I

n 2013, the state of Wisconsin charged Eric Loomis with five criminal counts in connection with a drive-by shooting. Loomis eventually accepted a plea deal and pled guilty to several lesser charges: attempting to run from a traffic officer and operating a motor vehicle without owner’s consent. Before Loomis’ sentencing, a Wisconsin Department Corrections officer produced a presentence investigation report that included a risk-assessment score to help predict Loomis’ recidivism rate — his potential chance of reoffending in the future. The introduction of this algorithm would dramatically change Loomis’ case. 

This risk-assessment score was computed by Correctional Offender Management Profiling for Alternative Sanctions (COMPAS)—a privately-owned algorithmic system, designed by the company Equivant, that produces recidivism predictions based upon public data and answers from a lengthy questionnaire. Once formulated, Loomis’ COMPAS score identified him as high risk for violence, high risk for recidivism, and a high pretrial flight risk.

Before a COMPAS score was introduced into Loomis’ case, the prosecution and defense had agreed upon a plea deal of one year in county jail with probation. However, at Loomis’ trial, the trial court referred to the COMPAS-generated risk-assessment score as a judicial tool to help in its sentencing determination. The court classified Loomis as high-risk of re-offending based in part on this score, and proceeded to sentence him to six years of imprisonment and five years of extended supervision. Loomis filed a motion for post-conviction relief on the grounds that the court’s reliance on the COMPAS score violated his due process rights. While the Wisconsin Supreme Court ultimately denied Loomis’ motion, their closing remarks reflected the growing sense of skepticism that surrounds COMPAS and the role of risk-assessment technologies in the American legal system. “While our holding today permits a sentencing court to consider COMPAS,” the court said, “we do not conclude that a sentencing court may rely on COMPAS for the sentence it imposes.” 
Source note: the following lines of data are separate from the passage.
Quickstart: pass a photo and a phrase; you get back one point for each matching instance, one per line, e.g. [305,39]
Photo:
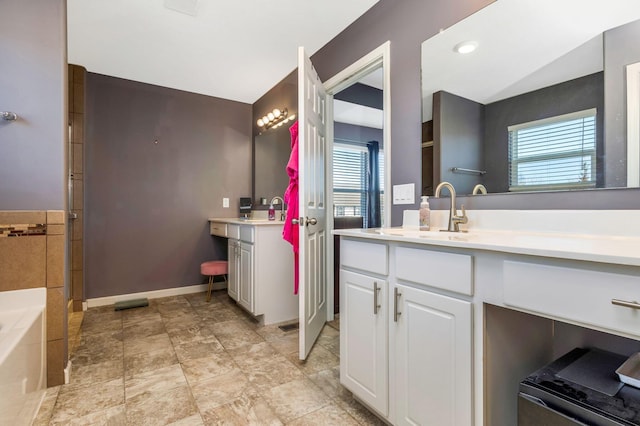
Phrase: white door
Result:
[432,341]
[312,104]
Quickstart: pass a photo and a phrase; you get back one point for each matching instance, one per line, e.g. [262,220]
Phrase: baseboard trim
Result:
[155,294]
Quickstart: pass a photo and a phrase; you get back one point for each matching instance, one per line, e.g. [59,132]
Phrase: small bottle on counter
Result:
[425,214]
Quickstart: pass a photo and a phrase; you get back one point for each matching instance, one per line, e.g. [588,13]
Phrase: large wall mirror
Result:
[272,149]
[541,102]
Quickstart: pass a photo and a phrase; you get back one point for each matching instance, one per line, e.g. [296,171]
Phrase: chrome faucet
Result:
[479,189]
[281,206]
[454,219]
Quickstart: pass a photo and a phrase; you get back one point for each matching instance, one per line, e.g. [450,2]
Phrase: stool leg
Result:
[210,288]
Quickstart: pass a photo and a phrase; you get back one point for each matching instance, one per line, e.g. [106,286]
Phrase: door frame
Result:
[381,56]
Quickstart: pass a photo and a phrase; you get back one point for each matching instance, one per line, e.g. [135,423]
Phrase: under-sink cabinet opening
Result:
[517,344]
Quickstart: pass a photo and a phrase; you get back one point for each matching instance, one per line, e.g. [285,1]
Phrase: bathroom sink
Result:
[416,233]
[260,221]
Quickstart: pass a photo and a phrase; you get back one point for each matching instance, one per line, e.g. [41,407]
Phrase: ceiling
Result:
[234,50]
[523,45]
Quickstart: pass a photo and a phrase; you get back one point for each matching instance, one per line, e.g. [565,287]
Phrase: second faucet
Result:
[454,219]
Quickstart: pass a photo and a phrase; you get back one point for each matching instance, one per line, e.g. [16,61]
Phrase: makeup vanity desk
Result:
[260,268]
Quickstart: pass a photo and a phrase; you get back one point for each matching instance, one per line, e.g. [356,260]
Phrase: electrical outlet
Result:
[404,194]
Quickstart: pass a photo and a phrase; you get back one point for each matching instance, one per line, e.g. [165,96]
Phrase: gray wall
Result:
[33,85]
[621,48]
[406,24]
[571,96]
[147,204]
[349,132]
[458,129]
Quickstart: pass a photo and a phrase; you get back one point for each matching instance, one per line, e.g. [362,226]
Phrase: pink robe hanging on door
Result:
[290,231]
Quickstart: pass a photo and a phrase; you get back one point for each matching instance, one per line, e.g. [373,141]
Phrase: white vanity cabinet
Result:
[406,349]
[233,281]
[260,268]
[363,338]
[431,337]
[246,283]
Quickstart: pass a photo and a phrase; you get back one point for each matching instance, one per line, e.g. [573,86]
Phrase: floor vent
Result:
[289,327]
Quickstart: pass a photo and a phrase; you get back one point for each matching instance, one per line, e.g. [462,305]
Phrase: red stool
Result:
[213,268]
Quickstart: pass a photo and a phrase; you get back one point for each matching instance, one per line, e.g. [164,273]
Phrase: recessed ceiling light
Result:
[466,47]
[188,7]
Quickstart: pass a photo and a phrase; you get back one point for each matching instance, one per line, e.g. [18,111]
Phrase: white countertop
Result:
[238,221]
[592,248]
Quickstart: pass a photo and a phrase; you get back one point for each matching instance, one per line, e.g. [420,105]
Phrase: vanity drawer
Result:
[448,271]
[579,295]
[218,228]
[247,234]
[233,231]
[371,257]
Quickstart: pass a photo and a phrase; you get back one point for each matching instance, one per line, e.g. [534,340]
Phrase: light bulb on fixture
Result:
[466,47]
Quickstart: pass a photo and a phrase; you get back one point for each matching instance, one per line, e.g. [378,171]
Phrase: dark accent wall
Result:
[158,163]
[621,48]
[361,94]
[406,24]
[33,84]
[350,132]
[269,167]
[574,95]
[458,127]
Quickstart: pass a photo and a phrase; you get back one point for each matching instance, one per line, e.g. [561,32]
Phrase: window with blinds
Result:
[554,153]
[350,180]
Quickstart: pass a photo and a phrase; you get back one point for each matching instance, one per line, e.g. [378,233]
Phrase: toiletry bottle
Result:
[425,214]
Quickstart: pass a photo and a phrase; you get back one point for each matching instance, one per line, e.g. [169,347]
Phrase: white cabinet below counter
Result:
[260,268]
[405,351]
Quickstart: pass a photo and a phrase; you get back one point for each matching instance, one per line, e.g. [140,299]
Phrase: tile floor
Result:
[184,361]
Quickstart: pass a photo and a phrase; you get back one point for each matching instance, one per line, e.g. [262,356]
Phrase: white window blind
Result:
[350,180]
[554,153]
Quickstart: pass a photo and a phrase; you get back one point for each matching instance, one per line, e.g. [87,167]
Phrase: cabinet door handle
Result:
[632,305]
[396,311]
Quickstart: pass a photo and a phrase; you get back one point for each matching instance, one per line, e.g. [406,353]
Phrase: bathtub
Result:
[22,355]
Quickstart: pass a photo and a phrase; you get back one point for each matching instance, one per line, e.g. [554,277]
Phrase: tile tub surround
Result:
[32,253]
[184,360]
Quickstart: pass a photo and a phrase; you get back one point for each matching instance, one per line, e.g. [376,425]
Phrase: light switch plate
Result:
[404,194]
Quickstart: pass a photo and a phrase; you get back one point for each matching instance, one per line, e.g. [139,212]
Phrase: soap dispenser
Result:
[425,214]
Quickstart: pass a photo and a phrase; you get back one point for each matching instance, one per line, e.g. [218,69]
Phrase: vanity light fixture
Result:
[466,47]
[274,119]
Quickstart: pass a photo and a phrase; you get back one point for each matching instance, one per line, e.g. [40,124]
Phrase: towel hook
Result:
[8,115]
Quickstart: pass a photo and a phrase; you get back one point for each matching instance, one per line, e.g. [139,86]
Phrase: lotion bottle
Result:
[425,214]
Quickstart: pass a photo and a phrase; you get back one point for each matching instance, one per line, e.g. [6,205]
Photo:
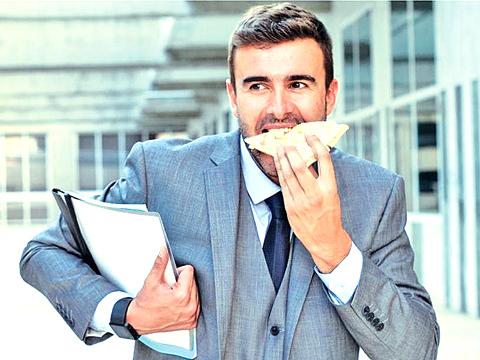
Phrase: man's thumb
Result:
[159,266]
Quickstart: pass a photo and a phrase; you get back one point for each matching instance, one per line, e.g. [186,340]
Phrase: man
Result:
[344,279]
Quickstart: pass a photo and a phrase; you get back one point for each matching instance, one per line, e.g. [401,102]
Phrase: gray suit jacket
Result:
[194,185]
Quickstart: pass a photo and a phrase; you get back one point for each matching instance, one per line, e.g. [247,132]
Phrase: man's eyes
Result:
[257,87]
[292,85]
[298,85]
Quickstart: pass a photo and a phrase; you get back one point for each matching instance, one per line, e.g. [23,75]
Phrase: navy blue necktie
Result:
[277,241]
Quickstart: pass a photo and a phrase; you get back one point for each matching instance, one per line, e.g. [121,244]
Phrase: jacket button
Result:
[274,330]
[370,316]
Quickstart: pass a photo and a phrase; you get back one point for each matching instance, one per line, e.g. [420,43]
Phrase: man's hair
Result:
[265,25]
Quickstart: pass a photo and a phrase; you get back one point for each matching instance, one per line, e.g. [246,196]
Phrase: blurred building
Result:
[79,86]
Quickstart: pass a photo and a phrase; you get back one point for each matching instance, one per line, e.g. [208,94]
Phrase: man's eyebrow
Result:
[301,77]
[251,79]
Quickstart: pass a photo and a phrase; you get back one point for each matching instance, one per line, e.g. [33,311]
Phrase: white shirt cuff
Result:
[342,282]
[100,323]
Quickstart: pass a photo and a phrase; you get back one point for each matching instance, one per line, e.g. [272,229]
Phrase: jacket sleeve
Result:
[53,265]
[391,315]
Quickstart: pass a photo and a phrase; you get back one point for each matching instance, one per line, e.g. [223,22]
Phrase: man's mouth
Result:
[277,125]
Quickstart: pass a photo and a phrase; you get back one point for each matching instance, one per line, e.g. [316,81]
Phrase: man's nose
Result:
[280,104]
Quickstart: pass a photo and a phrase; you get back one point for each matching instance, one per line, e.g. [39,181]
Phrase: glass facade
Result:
[402,133]
[110,158]
[423,29]
[399,38]
[461,194]
[427,155]
[357,64]
[23,158]
[14,162]
[101,157]
[476,143]
[86,162]
[412,45]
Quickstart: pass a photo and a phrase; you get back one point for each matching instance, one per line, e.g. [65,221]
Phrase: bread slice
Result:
[329,132]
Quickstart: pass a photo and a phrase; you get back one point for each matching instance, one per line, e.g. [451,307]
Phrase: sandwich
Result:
[329,133]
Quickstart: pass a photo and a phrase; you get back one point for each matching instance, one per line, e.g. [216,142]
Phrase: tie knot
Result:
[276,206]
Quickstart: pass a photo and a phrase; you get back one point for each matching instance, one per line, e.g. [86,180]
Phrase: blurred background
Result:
[82,81]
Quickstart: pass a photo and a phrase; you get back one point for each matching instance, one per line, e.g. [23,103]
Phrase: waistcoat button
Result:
[274,330]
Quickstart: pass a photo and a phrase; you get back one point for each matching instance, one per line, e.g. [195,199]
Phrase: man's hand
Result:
[313,204]
[158,307]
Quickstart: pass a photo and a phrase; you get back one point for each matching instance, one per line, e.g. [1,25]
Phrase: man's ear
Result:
[331,96]
[232,97]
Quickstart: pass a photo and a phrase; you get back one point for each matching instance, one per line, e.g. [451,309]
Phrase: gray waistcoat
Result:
[253,316]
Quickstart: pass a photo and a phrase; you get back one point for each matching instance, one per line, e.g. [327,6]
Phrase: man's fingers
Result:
[186,278]
[325,165]
[157,274]
[304,176]
[289,177]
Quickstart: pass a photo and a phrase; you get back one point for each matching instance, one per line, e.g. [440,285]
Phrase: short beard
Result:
[271,119]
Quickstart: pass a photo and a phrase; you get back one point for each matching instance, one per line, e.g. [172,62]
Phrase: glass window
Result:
[38,166]
[349,84]
[130,140]
[110,158]
[370,139]
[86,159]
[357,64]
[38,213]
[13,157]
[14,213]
[424,43]
[226,119]
[349,141]
[427,155]
[399,39]
[403,149]
[365,64]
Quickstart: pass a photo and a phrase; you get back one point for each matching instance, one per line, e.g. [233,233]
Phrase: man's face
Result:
[279,86]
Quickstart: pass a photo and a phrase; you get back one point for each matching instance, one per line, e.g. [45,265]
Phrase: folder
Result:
[121,242]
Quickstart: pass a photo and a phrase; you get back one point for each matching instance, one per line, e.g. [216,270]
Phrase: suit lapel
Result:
[300,278]
[222,187]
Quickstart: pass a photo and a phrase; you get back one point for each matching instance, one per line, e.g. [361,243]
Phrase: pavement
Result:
[31,328]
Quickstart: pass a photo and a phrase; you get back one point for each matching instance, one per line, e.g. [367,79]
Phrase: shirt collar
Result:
[259,186]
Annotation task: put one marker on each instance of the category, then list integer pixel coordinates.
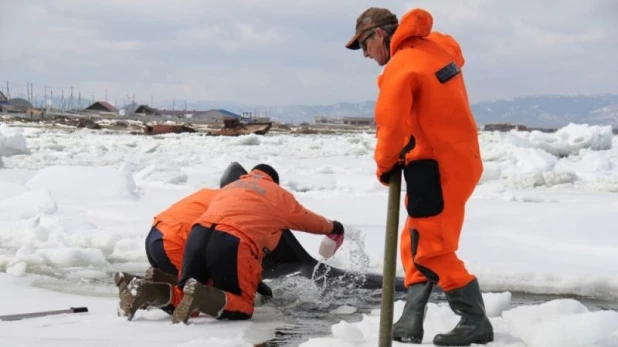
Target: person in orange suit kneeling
(165, 245)
(222, 264)
(425, 126)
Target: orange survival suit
(243, 222)
(166, 240)
(424, 123)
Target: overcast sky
(292, 52)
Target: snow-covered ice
(76, 206)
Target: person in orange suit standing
(425, 126)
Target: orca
(290, 259)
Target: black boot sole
(480, 340)
(414, 339)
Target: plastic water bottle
(330, 244)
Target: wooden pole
(390, 258)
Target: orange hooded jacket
(256, 210)
(176, 221)
(413, 102)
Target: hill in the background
(550, 111)
(534, 111)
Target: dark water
(305, 309)
(312, 318)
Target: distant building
(101, 106)
(20, 104)
(345, 121)
(248, 117)
(145, 110)
(215, 116)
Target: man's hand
(385, 177)
(265, 290)
(337, 228)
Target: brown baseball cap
(373, 17)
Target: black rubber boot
(122, 279)
(474, 326)
(409, 327)
(158, 275)
(141, 294)
(198, 297)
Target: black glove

The essence of these closing remarks is simple: according to the court, risk-assessment algorithms like COMPAS are not a replacement for human judgement.  

***

COMPAS is one of the most widely used algorithms in the U.S. criminal justice system and it has been applied or adapted by many states, including New York, Wisconsin, Florida, and California. COMPAS uses public criminal profile data and answers from a 137 interview questionnaire to generate a risk score. The questionnaire gathers information on past criminal involvement, relationships, lifestyle, personality, familial background, and education level. It produces scores grouped by risk level, ranking defendants on a scale of 1-4 Low Risk; 5-7 Medium Risk; or 8-10 High Risk.  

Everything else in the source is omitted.